Initiating the Library

In the previous step, we installed the required dependencies and cloned our NLP library. Now, we need to import the necessary library that will fetch Gemini LLM API calls and instantiate the required API key.

# Import the Google Generative AI library
import google.generativeai as genai

# Initialize the GenerativeModel with 'gemini-pro'
model = genai.GenerativeModel('gemini-pro')

# Configure the library with your API key
genai.configure(api_key="Your-API-key")

You can obtain your API key from here. Once you have the key, proceed to the next step.

Cleaning the Text

One of the initial and most frustrating steps while handling text data is to clean it. While regex is a powerful way to clean text, here is what an LLM-based library can do.

# Import the clean_text function from the pre_processing module
from pre_processing import clean_text

# User input text
user_input = '''faree$$@$%d khan will arrive at 9:00 AM. 
                He will@%$ 1meet you at the airport. 
                He will be driving a black BMW. 
                His license plate is 123-456-7890.'''

# Clean the text using the specified model
cleaned_text = clean_text(user_input, model)

# Print the cleaned text
print(cleaned_text)

##### OUTPUT OF ABOVE CODE #####

Fareed Khan will arrive at 9:00 AM. He will meet you at the airport. 
He will be driving a black BMW. His license plate is 123-456-7890.
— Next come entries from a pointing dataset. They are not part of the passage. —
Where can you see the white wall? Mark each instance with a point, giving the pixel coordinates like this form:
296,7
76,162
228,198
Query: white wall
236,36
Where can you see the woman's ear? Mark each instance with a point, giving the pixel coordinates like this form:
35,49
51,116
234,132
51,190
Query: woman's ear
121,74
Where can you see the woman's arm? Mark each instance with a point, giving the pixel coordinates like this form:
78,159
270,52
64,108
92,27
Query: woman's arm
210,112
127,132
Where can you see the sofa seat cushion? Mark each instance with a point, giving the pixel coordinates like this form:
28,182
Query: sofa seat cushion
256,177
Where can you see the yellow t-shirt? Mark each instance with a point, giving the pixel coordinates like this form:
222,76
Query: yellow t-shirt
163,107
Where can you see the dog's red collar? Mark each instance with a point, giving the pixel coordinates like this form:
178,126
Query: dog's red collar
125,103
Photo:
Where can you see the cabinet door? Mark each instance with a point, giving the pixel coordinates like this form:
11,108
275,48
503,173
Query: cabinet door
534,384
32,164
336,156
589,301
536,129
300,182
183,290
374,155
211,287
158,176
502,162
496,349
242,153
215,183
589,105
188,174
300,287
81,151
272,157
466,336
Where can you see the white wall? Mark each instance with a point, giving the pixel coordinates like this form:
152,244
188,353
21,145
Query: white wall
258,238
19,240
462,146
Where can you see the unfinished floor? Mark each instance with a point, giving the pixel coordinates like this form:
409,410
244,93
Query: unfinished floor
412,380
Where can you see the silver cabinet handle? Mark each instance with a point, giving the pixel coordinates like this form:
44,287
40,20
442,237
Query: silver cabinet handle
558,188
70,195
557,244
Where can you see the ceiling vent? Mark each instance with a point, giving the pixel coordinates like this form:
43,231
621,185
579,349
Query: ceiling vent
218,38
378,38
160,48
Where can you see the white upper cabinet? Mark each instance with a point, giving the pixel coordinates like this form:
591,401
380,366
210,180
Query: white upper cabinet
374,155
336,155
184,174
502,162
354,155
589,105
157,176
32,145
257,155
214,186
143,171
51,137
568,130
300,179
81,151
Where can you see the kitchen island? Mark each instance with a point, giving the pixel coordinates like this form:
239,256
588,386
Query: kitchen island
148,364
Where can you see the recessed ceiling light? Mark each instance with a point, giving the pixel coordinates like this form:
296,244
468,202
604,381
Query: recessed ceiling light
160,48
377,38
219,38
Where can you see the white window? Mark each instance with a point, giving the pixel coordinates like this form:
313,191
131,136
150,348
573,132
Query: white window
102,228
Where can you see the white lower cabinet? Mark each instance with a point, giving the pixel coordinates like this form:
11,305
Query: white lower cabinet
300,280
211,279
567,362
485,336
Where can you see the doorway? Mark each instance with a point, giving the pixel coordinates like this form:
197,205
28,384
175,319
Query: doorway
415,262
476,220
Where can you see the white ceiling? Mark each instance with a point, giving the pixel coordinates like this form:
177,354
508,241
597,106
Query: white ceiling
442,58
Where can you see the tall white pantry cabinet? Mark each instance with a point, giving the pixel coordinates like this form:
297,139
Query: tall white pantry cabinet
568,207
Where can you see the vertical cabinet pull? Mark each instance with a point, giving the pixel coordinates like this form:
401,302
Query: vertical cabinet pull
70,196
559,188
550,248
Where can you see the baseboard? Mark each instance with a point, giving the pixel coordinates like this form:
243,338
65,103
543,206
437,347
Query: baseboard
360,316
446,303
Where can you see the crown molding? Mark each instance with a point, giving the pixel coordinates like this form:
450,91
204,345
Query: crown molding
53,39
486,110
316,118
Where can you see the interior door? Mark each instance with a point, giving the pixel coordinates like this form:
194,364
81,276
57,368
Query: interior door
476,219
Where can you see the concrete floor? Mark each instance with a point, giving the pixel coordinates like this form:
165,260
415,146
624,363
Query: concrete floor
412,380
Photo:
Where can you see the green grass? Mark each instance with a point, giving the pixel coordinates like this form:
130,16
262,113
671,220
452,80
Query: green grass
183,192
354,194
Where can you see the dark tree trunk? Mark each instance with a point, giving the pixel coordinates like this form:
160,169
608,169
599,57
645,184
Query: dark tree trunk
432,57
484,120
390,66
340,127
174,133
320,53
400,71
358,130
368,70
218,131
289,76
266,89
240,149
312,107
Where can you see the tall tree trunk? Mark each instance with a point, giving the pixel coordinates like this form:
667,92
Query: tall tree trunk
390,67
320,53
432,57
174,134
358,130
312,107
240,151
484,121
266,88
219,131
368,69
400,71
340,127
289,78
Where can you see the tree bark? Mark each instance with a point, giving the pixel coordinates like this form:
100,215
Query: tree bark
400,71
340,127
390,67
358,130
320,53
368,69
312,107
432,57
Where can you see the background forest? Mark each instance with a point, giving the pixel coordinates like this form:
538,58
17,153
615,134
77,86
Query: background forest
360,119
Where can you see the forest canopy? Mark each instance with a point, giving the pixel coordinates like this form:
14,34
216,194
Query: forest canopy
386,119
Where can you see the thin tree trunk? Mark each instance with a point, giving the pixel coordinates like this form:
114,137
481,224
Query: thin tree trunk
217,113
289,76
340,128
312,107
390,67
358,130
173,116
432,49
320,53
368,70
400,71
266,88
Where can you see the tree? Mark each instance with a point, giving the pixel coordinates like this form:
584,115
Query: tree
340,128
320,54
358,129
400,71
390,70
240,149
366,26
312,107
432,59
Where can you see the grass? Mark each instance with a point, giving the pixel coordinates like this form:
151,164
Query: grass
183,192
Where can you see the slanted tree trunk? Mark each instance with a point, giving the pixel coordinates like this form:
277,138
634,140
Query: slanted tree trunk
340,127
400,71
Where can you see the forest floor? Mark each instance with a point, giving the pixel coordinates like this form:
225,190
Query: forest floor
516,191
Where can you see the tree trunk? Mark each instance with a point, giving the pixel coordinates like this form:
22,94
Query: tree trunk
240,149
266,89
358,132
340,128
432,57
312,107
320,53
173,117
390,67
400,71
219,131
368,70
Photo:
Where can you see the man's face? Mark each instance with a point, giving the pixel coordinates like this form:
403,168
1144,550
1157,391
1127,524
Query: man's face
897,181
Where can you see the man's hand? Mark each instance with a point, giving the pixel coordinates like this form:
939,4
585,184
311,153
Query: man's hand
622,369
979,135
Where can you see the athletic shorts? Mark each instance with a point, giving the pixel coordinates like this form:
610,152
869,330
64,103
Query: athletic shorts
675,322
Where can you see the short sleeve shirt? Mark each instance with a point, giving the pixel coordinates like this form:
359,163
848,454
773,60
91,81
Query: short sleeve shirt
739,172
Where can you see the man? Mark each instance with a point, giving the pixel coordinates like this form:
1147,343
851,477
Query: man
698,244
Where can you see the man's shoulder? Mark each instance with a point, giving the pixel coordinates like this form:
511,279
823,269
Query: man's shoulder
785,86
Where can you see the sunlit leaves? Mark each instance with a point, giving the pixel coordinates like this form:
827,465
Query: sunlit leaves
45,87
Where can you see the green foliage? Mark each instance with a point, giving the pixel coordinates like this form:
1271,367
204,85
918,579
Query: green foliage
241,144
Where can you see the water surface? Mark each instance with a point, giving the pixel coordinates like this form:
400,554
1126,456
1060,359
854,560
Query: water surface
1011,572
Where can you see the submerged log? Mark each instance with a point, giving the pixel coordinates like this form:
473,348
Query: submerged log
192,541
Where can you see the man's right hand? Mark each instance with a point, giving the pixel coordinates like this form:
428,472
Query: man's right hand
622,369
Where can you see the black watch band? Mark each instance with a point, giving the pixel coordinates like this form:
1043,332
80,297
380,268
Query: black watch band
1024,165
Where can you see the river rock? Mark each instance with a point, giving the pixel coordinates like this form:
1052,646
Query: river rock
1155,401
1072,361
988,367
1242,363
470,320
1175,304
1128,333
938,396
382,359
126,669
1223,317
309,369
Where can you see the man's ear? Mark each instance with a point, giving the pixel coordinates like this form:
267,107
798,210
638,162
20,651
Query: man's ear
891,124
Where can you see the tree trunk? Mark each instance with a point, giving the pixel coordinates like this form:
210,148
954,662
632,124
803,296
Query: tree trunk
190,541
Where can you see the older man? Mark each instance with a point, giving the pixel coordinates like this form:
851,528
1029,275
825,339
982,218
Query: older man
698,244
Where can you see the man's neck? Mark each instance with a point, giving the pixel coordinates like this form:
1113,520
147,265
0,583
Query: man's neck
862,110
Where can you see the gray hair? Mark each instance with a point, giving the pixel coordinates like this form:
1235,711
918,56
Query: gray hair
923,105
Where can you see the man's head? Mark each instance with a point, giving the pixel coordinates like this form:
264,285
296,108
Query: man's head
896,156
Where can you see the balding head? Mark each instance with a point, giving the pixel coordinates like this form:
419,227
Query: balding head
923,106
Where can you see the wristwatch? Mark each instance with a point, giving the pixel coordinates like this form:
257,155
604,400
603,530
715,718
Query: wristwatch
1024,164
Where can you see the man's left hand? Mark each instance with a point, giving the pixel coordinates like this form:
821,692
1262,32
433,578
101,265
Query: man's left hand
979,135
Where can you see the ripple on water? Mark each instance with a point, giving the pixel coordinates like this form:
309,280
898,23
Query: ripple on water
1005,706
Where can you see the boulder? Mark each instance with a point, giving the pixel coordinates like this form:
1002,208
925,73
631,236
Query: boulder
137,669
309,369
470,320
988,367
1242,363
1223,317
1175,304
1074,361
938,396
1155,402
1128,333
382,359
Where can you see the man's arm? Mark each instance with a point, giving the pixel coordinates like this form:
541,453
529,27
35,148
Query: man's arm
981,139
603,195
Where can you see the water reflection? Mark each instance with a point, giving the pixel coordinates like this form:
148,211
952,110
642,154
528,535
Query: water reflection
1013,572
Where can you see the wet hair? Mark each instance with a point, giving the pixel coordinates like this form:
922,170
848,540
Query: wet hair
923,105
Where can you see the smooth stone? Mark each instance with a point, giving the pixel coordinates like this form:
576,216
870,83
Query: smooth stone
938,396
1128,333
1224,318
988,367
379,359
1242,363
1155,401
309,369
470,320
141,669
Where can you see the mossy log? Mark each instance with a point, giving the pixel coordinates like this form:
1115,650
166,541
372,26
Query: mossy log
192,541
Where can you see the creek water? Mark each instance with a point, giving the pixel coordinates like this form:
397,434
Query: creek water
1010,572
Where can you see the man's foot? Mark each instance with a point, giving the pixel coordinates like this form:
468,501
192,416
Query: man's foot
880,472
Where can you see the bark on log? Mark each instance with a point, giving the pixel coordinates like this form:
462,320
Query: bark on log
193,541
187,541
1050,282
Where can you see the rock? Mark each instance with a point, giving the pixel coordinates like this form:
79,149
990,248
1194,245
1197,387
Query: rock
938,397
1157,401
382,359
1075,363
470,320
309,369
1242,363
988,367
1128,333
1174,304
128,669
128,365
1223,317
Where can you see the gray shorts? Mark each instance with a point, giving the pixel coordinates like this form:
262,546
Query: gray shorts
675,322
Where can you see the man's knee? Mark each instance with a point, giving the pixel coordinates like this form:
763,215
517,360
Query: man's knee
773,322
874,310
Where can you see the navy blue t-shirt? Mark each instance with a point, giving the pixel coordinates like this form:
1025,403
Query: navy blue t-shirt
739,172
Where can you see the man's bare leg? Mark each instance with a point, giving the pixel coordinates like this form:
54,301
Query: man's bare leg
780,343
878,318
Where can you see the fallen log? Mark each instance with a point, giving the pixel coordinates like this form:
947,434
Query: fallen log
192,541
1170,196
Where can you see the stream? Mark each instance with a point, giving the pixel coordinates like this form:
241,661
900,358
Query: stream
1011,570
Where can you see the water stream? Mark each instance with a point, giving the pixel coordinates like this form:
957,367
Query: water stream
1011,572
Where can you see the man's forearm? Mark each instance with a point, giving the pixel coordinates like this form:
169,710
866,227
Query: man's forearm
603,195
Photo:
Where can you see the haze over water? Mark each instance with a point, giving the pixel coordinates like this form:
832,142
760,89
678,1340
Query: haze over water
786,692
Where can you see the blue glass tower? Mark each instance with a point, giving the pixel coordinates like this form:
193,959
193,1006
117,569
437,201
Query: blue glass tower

##### OUTPUT OF ABOVE CODE #####

We imported the function from our pre_processing.py module for cleaning our text. clean_text takes two inputs: the text that you have to clean and the model that you created earlier during the library initiation step. With a little bit of prompt engineering behind this function, our LLM can easily understand what should be removed from the input.

Perform Lemmatization or Stemming

Lemmatization and stemming are tricky in NLP because words come in different forms and meanings. Deciding the base or root of a word can be hard, especially with irregular words and various contexts.

Multiple libraries, like NLTK, can be used for tasks like lemmatization and stemming, but they often lack the effectiveness of an LLM approach. LLMs, trained on extensive datasets, outperform traditional libraries in capturing language nuances and providing more accurate results.

# Import the lemmatize_text and stem_text functions from the pre_processing module
from pre_processing import lemmatize_text, stem_text

# User input text
user_input = '''The cats are running and playing in the gardens, 
                while the dogs are barking loudly and chasing their tails'''

# Lemmatize the text using the specified model
lemmatized_sentence = lemmatize_text(user_input, model)

# Stem the text using the specified model
stemmed_sentence = stem_text(user_input, model)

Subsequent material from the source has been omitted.